Biophysics Problem 5

A bird is flying due north with a speed of \(15 \;m/s.\) A train is travelling due east with a speed of \(15\; m/s.\) What are the magnitude and direction of the velocity of the bird from the point of view of a passenger in a train?

To determine the velocity of the bird relative to a person on the train, we must put ourselves in the frame of reference of the person on the train. To do this, we'll do two quick experiments.

We'll start with the bird remaining stationary. Imagine that you are somewhere on the train, looking at the bird.

diagram of bird flying above train.


From your frame of reference on the train, in which direction did the bird appear to move?

diagram of bird flying above a train moving to the right

From your frame of reference, the bird appeared to move in a westerly direction at 15 m/s.

 Let's allow the bird to fly now to see the other component of its motion.

Now both object are about to move. Again, imagine that you are somewhere on the train, looking at the bird.
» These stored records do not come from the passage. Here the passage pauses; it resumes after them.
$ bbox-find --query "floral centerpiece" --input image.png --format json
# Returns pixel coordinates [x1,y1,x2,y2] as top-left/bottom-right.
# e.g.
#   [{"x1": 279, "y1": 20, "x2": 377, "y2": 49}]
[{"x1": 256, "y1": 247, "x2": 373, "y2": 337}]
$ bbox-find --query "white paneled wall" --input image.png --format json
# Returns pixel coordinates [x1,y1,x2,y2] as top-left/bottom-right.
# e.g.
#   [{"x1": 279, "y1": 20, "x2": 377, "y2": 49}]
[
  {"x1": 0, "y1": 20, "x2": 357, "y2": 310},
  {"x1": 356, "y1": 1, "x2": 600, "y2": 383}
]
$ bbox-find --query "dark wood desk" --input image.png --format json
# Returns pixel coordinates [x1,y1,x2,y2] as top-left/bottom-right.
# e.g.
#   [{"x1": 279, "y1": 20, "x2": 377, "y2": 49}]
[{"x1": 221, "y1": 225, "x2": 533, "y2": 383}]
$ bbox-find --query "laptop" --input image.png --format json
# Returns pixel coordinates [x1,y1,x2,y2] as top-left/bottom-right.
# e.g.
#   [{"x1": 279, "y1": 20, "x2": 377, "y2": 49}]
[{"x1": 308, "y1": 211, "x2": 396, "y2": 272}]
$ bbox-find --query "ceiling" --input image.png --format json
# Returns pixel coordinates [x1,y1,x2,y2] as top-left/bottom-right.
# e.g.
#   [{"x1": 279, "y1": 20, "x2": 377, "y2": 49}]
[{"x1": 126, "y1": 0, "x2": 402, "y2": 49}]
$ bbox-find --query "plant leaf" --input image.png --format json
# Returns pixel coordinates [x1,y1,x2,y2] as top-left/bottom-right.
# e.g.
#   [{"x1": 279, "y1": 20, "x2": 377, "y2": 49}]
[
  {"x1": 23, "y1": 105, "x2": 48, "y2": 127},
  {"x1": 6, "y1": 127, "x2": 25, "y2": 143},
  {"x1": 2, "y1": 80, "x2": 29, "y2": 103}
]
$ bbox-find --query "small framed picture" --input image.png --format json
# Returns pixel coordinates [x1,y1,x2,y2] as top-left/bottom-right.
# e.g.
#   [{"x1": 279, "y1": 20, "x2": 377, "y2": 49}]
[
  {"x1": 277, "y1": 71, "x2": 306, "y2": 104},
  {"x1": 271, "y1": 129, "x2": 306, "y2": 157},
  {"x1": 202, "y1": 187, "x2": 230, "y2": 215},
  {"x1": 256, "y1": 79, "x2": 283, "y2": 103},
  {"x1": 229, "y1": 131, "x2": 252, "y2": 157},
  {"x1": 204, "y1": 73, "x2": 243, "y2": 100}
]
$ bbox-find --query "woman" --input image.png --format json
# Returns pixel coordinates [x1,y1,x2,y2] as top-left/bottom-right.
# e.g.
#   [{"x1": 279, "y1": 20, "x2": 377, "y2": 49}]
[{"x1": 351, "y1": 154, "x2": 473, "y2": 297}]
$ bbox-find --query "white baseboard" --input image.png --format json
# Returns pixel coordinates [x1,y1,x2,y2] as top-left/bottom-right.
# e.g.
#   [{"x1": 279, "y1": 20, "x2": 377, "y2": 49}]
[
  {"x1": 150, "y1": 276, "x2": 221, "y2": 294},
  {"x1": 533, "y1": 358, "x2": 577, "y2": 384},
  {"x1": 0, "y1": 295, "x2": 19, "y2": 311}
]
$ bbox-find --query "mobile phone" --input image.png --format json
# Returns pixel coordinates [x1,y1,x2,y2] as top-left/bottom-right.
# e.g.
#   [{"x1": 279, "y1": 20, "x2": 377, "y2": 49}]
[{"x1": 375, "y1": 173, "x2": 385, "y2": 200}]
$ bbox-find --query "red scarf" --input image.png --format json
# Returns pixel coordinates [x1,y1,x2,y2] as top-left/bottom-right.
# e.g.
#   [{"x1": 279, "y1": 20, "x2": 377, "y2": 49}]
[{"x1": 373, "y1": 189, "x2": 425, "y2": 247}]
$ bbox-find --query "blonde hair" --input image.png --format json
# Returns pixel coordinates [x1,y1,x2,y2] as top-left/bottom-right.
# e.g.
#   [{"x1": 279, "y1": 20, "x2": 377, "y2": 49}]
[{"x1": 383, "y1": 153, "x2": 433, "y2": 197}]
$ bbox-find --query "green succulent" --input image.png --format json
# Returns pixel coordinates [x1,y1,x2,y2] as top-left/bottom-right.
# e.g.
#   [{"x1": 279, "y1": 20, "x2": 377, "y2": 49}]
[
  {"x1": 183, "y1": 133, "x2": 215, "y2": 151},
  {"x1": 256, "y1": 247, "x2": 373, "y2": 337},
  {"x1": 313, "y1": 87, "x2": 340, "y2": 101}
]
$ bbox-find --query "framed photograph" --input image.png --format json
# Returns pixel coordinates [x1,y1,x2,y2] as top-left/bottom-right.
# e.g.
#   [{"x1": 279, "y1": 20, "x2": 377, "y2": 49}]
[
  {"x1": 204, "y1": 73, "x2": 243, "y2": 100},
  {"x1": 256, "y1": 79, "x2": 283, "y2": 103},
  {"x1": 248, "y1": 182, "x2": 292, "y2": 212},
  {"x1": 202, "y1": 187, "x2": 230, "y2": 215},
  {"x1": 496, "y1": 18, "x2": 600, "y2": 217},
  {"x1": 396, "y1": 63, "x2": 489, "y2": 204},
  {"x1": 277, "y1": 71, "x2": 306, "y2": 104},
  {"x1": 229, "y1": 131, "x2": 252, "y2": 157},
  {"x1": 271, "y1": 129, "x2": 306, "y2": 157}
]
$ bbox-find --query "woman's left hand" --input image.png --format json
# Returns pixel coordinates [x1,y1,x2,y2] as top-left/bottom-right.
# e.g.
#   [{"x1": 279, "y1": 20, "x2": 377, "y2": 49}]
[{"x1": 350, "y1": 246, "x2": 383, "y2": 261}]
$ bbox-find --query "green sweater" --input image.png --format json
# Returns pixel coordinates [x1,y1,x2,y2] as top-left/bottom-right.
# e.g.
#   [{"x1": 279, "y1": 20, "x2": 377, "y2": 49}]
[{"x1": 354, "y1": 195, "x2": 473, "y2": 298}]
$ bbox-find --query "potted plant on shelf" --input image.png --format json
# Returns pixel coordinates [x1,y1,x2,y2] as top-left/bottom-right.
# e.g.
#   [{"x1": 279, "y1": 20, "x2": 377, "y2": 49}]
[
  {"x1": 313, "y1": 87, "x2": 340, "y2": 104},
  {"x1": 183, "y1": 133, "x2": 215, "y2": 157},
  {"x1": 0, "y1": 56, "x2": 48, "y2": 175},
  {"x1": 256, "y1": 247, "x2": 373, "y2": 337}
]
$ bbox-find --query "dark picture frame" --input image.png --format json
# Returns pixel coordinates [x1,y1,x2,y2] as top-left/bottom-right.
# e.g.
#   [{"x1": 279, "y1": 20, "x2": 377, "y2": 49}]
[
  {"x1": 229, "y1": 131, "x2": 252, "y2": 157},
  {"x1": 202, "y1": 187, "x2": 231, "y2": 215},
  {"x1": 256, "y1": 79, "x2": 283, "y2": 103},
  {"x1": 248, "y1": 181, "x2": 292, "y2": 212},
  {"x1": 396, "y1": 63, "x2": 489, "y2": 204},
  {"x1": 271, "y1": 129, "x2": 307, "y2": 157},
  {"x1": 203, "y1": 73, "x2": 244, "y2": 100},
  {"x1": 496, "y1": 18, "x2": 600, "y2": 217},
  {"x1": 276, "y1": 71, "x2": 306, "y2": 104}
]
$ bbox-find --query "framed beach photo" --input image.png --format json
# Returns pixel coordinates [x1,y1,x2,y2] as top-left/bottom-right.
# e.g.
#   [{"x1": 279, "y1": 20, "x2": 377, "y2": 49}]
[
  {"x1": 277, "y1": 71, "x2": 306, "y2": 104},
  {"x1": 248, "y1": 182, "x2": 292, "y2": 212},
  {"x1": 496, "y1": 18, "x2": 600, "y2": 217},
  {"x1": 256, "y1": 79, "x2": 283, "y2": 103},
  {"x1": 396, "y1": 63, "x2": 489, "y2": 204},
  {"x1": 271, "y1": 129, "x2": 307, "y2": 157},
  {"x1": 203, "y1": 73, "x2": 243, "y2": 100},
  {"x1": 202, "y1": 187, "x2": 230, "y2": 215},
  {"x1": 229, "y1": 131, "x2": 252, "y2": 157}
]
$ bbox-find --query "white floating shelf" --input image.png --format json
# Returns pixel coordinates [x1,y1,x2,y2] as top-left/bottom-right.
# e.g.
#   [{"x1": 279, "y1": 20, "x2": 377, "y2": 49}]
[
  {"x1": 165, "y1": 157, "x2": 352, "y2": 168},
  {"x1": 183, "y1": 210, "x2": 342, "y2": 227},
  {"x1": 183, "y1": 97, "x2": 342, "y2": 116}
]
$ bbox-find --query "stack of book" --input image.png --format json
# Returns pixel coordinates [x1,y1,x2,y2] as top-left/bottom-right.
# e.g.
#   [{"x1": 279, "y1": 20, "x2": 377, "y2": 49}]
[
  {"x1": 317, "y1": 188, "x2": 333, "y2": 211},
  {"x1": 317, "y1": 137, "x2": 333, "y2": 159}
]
The new component is simply the bird's northerly flight at \(15 \;m/s.\)
bird flying north away from train travelling west

Now that we have the magnitude and direction of the two components of the bird's movement relative to a person on the train, all that we need to do is make a velocity vector triangle to calculate the net velocity of the bird. Do this on a piece of paper.
 

diagram of triangle indicating path and direction of bird, path and direction of train

\(\mathrm{net\; velocity = \sqrt{15^2 + 15^2 \;m/s}\\ 21.2\;m/s\\ \tan \theta = \frac{15\; m/s}{15\;m/s} = 1.0 \\ \theta = 45^\circ}\)

In terms of compass directions, the bird's velocity with respect to a person on the train is \(\mathrm{21.2 \;m/s}\) to the northwest.